Grande était donc la tentation de traduire en français (et en allemand, en italien, en espagnol…) Anges & Démons, l'opus précédent de Dan Brown. Il s'agit de la première aventure de Robert Langdon, l'universitaire qui est au décryptage de symboles ce qu'Indiana Jones est à la recherche de trésors archéologiques. Les romans antérieurs de Dan Brown, Deception Point et Digital Fortress, publiés eux dans les années 90, ne perdent rien pour attendre. A l'évidence, leur tour viendra, et ils seront vendus comme Angels & Demons sous l'étiquette trompeuse du «Voici le nouveau Da Vinci Code!», alors qu'ils ne sont en vérité que des fonds de tiroir.

Une dynamique absente

Même si Da Vinci Code n'est pas un polar inoubliable, et qu'il présente comme véridique ce qui est une imposture (le Prieuré de Sion), il faut reconnaître le roman habilement construit, le lecteur étant poussé d'un chapitre à l'autre avec un élan irrésistible. Cette dynamique est en revanche absente d'Anges & Démons, qui paraît aujourd'hui en français chez JC Lattès, et qui anticipe de manière troublante les thèmes qui ont bâti le succès de Da Vinci Code. Le livre comporte des longueurs, dont d'insupportables, d'interminables et d'innombrables réflexions sur les rapports conflictuels de la science et de la religion à travers les âges.

D'énormes invraisemblances

La lecture est également appesantie par une série d'énormes invraisemblances. Le leap of faith, contrat tacite entre un lecteur et un romancier, «saut de croyance» qui amène le premier à accepter l'improbable au nom de la fiction, est ici impossible. Comment croire à l'avion hypersonique du Cern, fusée qui amène en 64 minutes le héros du livre de Boston à Genève?

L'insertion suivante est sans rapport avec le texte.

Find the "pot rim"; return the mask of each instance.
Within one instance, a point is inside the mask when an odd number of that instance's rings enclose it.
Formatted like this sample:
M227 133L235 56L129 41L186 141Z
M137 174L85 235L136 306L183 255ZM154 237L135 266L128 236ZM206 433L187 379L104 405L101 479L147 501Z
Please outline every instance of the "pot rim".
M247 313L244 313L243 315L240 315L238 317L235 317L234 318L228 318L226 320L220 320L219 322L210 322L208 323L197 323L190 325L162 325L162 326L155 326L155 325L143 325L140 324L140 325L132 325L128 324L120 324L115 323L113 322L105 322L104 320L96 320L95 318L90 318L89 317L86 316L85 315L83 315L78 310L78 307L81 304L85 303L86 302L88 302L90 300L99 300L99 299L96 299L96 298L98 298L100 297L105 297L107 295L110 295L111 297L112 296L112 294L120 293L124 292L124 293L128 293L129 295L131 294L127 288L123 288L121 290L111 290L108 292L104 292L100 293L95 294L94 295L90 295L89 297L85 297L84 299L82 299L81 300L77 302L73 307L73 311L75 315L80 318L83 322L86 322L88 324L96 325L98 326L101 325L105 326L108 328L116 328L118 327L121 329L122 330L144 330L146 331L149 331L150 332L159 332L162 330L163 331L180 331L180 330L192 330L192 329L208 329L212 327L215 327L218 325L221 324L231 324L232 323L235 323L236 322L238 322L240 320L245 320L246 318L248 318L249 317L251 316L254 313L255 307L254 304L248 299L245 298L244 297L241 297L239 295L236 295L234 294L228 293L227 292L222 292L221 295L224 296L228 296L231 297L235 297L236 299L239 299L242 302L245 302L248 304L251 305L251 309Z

Comment croire à la recherche secrète d'un physicien du même Cern sur l'antimatière, celle-ci pouvant être contenue dans une bombe-thermos qui menace, boum, de raser le Vatican? Au saut sans parachute du héros dans le Tibre, en plein Rome, depuis un hélicoptère qui vole à des kilomètres d'altitude? Aux meurtres en direct sur la BBC de cardinaux qui sont auparavant marqués au fer rouge comme des bœufs au Texas? A la circulation automobile fluide dans Rome?

Il faut prendre Anges & Démons comme le brouillon de Da Vinci Code: un premier jet maladroit qui pose les ingrédients d'un succès à venir. A savoir: le complot vengeur d'une société secrète, des assassinats aussi sanguinaires que diaboliquement mis en scène, un tueur mystique qui roule des yeux fous, une révélation religieuse scandaleuse, une course-poursuite qui se joue à coups de résolutions d'énigmes, la participation post mortem de génies (ici Galilée et Raphaël), des églises et des catacombes, du profane et du sacré, sans oublier la jolie et jeune érudite qui épaule le perspicace héros américain à veste de tweed.

Anges & Démons de Dan Brown, JC Lattès, 578 p.